CDNA microarray and bioinformatic analysis for the identification of key genes in Alzheimer’s disease

Abstract

In this study, gene expression profiles in peripheral blood monocytes from patients with Alzheimer's disease (AD) or mild cognitive impairment (MCI) were compared with those of healthy individuals to identify key differentially expressed genes (DEGs), in an effort to broaden our understanding of the pathogenesis of these diseases and identify potential therapeutic targets. The microarray data set GSE18309 was downloaded from Gene Expression Omnibus, including 3 AD, 3 MCI and 3 normal control (NC) samples. Raw data were processed and differential analysis was performed using the R multtest package.
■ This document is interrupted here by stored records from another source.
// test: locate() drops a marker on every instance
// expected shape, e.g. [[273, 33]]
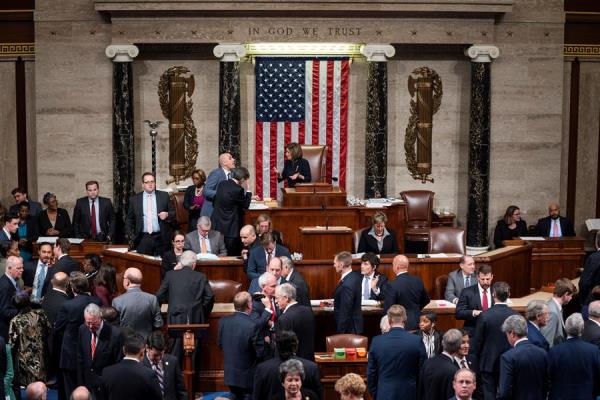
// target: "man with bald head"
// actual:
[[216, 176], [137, 309], [554, 225], [406, 290]]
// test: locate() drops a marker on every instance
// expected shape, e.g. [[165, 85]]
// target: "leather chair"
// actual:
[[419, 204], [356, 237], [345, 340], [315, 155], [224, 289], [440, 284], [446, 240]]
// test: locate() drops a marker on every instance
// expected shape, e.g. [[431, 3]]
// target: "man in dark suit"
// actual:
[[130, 379], [165, 366], [471, 299], [373, 283], [94, 216], [537, 317], [215, 177], [190, 299], [490, 342], [260, 257], [438, 372], [346, 298], [294, 277], [406, 290], [98, 347], [8, 289], [460, 278], [524, 368], [232, 199], [205, 240], [267, 379], [554, 225], [574, 366], [242, 346], [20, 194], [38, 273], [395, 359], [68, 321], [296, 318], [149, 217], [591, 329]]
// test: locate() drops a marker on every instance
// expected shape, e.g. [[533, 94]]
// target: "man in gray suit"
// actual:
[[137, 310], [205, 240], [461, 278], [554, 331]]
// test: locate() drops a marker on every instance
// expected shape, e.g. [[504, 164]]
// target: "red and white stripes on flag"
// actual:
[[324, 105]]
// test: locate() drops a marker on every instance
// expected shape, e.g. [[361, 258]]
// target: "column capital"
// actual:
[[482, 53], [378, 52], [229, 52], [122, 52]]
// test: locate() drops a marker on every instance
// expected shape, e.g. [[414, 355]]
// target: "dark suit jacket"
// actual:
[[395, 359], [131, 380], [7, 309], [490, 342], [436, 378], [173, 386], [242, 348], [574, 370], [591, 333], [82, 226], [535, 337], [301, 321], [368, 243], [523, 373], [544, 224], [108, 352], [408, 291], [189, 296], [68, 321], [62, 225], [257, 260], [347, 304], [135, 215], [231, 200], [267, 379]]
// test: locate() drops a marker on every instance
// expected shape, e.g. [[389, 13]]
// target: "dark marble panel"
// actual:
[[376, 135], [479, 156], [123, 142], [229, 109]]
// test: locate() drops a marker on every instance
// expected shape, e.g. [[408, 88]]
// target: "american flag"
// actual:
[[305, 101]]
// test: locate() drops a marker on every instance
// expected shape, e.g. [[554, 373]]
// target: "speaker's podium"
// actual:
[[316, 194]]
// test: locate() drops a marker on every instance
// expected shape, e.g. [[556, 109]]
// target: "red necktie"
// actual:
[[94, 227], [484, 303]]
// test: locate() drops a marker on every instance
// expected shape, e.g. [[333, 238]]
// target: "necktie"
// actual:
[[93, 345], [93, 217], [159, 375], [366, 288], [484, 303], [149, 214]]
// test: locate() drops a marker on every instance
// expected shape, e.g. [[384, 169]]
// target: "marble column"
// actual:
[[376, 134], [479, 147], [123, 135], [229, 97]]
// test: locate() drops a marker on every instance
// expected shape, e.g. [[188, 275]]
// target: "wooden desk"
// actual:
[[287, 220]]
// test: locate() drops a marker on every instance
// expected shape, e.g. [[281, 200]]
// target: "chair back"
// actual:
[[224, 289], [315, 155], [345, 340], [447, 240], [440, 284]]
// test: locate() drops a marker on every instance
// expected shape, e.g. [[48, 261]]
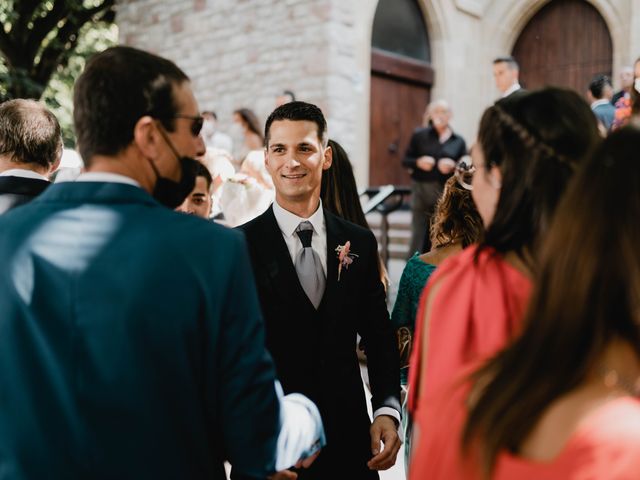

Two groups of comparisons (AD vs. NC and MCI vs. NC) were conducted and two groups of DEGs were acquired. The common DEGs were selected, for which functional enrichment analysis, as well as pathway enrichment analysis were performed to determine their roles in the development of the diseases in question. A total of 405 DEGs were identified in the AD vs. NC samples and 395 in the MCI vs. NC samples. A total of 60 common DEGs were obtained. Functional enrichment analysis revealed that the most common functions of the DEGs identified were response to nutrients, muscle contraction and cellular homeostasis. As shown by pathway enrichment analysis, the most common pathway associated with the DEGs identifed was the neuroactive ligand-receptor interaction pathway. A range of DEGs was identified in the present study, which may help to disclose the molecular mechanisms responsible for AD and may thus provide potential novel therapeutic strategies for Ad.